Bill Sullivan, a designer and sculptor with an eye for combining the naturalistic with the aesthetic, the beautiful with the practical, has been active in the bespoke and series-based design realm for over three decades. His oeuvre is a lasting testament to his ability to transform shapes observable in nature into comfortable, usable, and aesthetic interior pieces.

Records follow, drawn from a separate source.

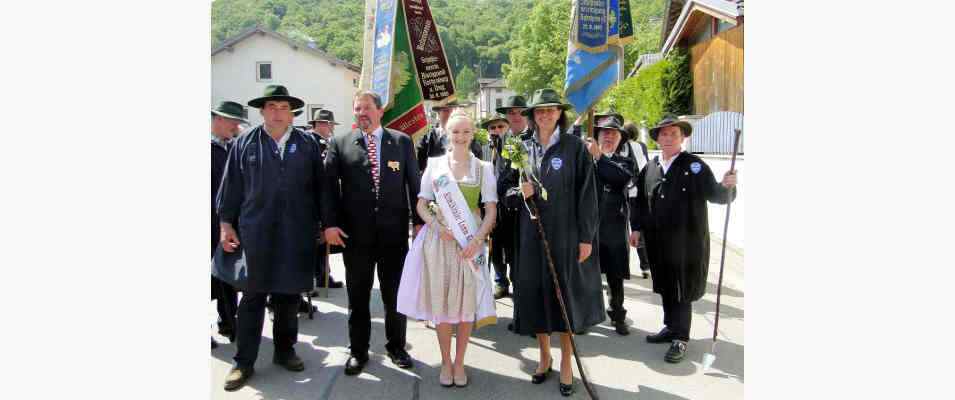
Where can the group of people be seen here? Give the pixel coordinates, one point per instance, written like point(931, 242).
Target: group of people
point(283, 197)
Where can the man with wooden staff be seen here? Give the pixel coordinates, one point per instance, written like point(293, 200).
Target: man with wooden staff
point(670, 211)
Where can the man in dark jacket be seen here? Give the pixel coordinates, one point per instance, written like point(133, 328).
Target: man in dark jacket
point(638, 153)
point(615, 171)
point(670, 211)
point(226, 118)
point(271, 193)
point(435, 142)
point(379, 179)
point(323, 127)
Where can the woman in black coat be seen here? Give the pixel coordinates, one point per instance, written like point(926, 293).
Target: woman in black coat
point(615, 171)
point(568, 214)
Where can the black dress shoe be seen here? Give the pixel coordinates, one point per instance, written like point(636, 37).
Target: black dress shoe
point(621, 328)
point(540, 377)
point(354, 365)
point(677, 352)
point(500, 293)
point(292, 363)
point(565, 389)
point(401, 358)
point(665, 336)
point(332, 283)
point(237, 378)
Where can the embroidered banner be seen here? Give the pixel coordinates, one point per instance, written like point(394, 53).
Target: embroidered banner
point(434, 75)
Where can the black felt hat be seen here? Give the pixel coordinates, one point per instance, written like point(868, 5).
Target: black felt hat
point(512, 102)
point(545, 98)
point(324, 116)
point(230, 110)
point(277, 93)
point(669, 120)
point(494, 117)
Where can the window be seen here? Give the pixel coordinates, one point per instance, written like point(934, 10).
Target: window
point(312, 109)
point(263, 71)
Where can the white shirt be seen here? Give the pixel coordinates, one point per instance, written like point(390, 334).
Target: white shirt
point(666, 164)
point(282, 140)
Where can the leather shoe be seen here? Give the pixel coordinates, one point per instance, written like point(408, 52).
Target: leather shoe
point(237, 378)
point(355, 364)
point(665, 336)
point(566, 390)
point(540, 377)
point(292, 362)
point(677, 352)
point(332, 283)
point(500, 292)
point(401, 358)
point(621, 328)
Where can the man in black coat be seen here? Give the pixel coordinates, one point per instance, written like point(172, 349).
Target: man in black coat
point(271, 193)
point(615, 170)
point(226, 118)
point(435, 142)
point(379, 180)
point(504, 237)
point(670, 211)
point(323, 127)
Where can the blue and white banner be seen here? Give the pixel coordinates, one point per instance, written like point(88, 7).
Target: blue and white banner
point(590, 73)
point(384, 48)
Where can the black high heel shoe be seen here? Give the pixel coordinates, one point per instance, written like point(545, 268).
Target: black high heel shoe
point(566, 389)
point(539, 378)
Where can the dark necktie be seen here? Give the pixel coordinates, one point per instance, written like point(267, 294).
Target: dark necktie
point(373, 158)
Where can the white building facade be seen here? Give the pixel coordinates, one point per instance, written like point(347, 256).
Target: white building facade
point(244, 65)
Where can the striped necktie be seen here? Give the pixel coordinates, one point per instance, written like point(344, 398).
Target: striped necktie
point(373, 158)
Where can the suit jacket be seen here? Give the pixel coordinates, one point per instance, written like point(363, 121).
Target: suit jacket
point(354, 208)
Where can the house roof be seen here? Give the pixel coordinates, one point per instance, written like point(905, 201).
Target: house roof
point(645, 60)
point(491, 82)
point(229, 43)
point(678, 12)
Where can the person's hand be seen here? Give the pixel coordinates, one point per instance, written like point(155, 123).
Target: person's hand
point(334, 236)
point(471, 249)
point(729, 179)
point(593, 148)
point(635, 238)
point(228, 238)
point(417, 228)
point(527, 189)
point(446, 234)
point(585, 249)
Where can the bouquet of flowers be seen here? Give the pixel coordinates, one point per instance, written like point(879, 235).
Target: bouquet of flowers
point(515, 152)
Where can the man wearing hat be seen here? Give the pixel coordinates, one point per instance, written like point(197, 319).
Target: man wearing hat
point(323, 127)
point(269, 207)
point(614, 172)
point(226, 120)
point(671, 213)
point(435, 142)
point(504, 237)
point(369, 217)
point(637, 150)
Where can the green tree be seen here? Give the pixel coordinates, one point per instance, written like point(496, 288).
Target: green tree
point(465, 82)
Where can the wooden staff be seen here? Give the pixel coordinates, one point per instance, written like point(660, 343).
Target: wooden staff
point(560, 299)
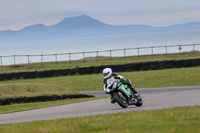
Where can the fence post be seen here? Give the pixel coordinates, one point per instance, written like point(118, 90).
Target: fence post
point(56, 57)
point(69, 56)
point(124, 52)
point(110, 53)
point(41, 58)
point(152, 50)
point(97, 53)
point(166, 49)
point(138, 51)
point(14, 60)
point(1, 60)
point(83, 55)
point(180, 48)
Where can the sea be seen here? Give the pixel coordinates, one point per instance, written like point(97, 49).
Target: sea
point(12, 53)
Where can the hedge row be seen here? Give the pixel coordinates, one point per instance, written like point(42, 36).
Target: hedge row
point(43, 98)
point(154, 65)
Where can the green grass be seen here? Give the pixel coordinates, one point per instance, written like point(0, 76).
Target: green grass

Hailing from northern California, Sullivan has always felt a connection and a kinship with the natural world. Observing the relationship between the sea and landward elements (specifically the mighty redwoods, which dominate the region’s landscape), Sullivan was inspired to craft carvings that reflected nature’s creations. His fascination with the sea and humankind’s relationship to it inspired him, at the age of ten, to make scale models of some sailing ships of old from scratch. His early experiences with form and wood segued seamlessly into the unlimited access to an extensive array of woodcarving tools at his neighbor’s cabinet shop, where fortune provided Bill with the opportunity to explore, experiment, and teach himself to carve. At age twenty-one Bill was commissioned by the Metropolitan Museum of Art in New York to carve a 12' x 2' Tiffany-La Farge upper fireplace mantle, made of white oak, in the rotunda of the American Wing as well as to reproduce 95% of the carvings in the Richardson Room, located in the same wing, out of 200 year old Mahogany imported from England. It was the works of Thomas Cole and Frederic Church of the Hudson River School that deeply inspired young Sullivan as well as the intensely emotional work of Gustave Doré and Casper David Friedrich that imparted both a mood and level of detail from nature that remain elemental to Bill’s artistic process. These formative experiences gave him a respect for the process of carving as well as a strong foundation in sculpture.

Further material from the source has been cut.